Maybe those unrecorded events were peaceful ones, but the ones we know about were not. Universal force, indeed.
These are first revelations from Globetrotter, and no doubt others will emerge. It seems pretty clear that much of prehistory (and a fair amount of history) may need to be re-written in the next few years. Could anyone have predicted this synchronicity of history and biology a couple of decades ago? Will any legitimate historian, going forward, be able to ignore science? And, as the Neanderthal data suggests, will we MDs be able to ignore the lessons of anthropology?
There were a few other recent genome-based history lessons worth mentioning. In 2012 one of the coolest stories involved the discovery of Richard III's bones under a parking lot. I wrote a blog post about it at the time (“The Body Under the Parking Lot”—http://bit.ly/1hFw8S3), and the Shakespeare lover in me still finds this ineffably awesome. Now comes the suggestion that the bones of King Alfred the Great, or perhaps his son, have also been found. The evidence here is less compelling (unlike the Richard III story, there are no known modern descendants to compare genomes with), but still intriguing.

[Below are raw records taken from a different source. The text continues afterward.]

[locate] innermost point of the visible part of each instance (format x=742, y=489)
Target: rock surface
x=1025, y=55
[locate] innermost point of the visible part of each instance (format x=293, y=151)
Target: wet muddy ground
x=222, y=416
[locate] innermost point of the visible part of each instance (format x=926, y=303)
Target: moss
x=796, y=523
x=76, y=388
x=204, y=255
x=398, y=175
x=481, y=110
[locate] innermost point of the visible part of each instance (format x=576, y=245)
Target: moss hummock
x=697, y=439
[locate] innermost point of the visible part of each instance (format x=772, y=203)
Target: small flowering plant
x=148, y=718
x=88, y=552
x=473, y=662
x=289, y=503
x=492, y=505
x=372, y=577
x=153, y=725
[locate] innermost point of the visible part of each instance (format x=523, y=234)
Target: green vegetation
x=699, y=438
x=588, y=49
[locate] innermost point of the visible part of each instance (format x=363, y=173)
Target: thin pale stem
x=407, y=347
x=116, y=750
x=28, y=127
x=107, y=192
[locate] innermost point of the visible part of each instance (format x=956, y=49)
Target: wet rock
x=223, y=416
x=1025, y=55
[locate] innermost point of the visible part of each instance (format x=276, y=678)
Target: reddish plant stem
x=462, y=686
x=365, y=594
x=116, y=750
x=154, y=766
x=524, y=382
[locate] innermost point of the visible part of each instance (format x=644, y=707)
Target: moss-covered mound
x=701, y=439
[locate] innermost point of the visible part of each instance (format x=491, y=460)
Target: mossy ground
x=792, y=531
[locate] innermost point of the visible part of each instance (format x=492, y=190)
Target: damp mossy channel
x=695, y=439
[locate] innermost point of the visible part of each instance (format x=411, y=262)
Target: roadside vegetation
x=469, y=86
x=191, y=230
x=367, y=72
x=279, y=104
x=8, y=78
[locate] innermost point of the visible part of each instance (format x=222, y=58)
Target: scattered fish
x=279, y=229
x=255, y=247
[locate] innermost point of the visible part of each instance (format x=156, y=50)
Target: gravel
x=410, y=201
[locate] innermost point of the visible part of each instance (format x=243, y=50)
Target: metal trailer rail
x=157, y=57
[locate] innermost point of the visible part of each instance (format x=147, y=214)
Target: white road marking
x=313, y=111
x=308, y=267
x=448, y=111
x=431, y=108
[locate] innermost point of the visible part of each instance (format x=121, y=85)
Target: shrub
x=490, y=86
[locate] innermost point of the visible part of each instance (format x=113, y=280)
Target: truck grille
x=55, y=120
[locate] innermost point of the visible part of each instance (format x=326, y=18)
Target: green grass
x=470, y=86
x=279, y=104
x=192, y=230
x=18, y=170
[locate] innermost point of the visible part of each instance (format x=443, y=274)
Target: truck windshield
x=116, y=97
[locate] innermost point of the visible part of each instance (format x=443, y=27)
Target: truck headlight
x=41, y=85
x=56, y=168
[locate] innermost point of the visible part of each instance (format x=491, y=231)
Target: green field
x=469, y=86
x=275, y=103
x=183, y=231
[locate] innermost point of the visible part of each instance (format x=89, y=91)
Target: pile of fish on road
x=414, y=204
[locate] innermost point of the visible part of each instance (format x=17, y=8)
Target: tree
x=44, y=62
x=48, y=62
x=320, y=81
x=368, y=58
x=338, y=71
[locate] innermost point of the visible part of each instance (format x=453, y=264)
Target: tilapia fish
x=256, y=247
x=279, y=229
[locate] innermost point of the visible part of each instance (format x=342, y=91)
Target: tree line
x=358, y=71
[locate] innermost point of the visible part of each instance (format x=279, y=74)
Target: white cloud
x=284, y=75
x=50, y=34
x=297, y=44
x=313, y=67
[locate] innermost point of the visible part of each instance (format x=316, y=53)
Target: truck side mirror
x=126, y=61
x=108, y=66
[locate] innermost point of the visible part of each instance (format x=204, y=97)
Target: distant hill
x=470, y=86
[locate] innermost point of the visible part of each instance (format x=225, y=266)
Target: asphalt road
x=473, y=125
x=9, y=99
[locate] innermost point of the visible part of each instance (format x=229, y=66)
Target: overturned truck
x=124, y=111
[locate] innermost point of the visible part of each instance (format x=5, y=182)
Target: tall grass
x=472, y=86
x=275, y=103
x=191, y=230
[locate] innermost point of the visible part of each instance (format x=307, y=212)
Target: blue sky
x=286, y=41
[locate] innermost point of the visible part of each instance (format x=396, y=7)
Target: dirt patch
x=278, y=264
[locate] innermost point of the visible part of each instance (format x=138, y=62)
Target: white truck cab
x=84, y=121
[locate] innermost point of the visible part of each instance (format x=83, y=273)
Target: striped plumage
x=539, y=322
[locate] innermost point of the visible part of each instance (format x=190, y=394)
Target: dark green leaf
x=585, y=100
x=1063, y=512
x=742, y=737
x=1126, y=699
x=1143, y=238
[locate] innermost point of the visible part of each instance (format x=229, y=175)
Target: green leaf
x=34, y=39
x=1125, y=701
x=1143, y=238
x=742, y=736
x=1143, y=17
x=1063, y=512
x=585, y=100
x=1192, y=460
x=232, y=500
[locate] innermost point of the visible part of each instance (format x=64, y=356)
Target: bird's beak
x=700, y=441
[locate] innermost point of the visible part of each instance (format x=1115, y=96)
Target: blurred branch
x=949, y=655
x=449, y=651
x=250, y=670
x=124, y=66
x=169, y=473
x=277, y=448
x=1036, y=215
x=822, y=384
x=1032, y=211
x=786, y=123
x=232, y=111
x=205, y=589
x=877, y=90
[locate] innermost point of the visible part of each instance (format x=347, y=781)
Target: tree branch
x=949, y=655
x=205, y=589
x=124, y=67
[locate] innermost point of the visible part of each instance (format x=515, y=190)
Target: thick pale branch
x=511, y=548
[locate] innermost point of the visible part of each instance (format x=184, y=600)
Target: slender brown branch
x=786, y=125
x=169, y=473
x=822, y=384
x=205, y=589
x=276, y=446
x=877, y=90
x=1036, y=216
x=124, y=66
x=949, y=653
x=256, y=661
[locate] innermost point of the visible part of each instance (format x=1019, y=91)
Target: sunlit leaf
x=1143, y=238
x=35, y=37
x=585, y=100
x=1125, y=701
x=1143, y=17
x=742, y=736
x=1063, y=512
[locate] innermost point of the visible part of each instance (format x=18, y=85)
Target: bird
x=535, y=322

I note in passing that the Sledge family's ancestral bones remain to be discovered. I'm not holding my breath. But the news from a 12,600 year-old burial site in Wilsall, Montana gives me some hope.
Looking at the genome derived from the only human burial associated with the Clovis culture (makers of the beautiful Clovis point arrowheads), the investigators (a University of Copenhagen group publishing in a recent issue of Nature) demonstrated that some 80 percent of all present day Native Americans are direct descendants of the individual's closest relatives. Though not, alas, of the boy buried in Wilsall—he died shortly after his first birthday.
There's always something wonderful about these genome-based historical studies. You feel connected, knowing that men and women walking by you on the street today carry genes from the family of a child buried over 12,000 years ago in Montana, or from ancestors who met each other when Homo sapiens met Homo neanderthalensis somewhere in the Levant. And that someday we too will be links in the great chain, passing on (if we are lucky in the genetic game of chance) our own genes to some unimaginable future.
In my next column I'll write about what we've learned about cancer genomics in the last year. It may not be quite as much fun as Neanderthals, Globetrotter, and Clovis culture genomics, but it is consequential and interesting. Our own cells pass on things as well: individual microevolution as opposed to global macroevolution.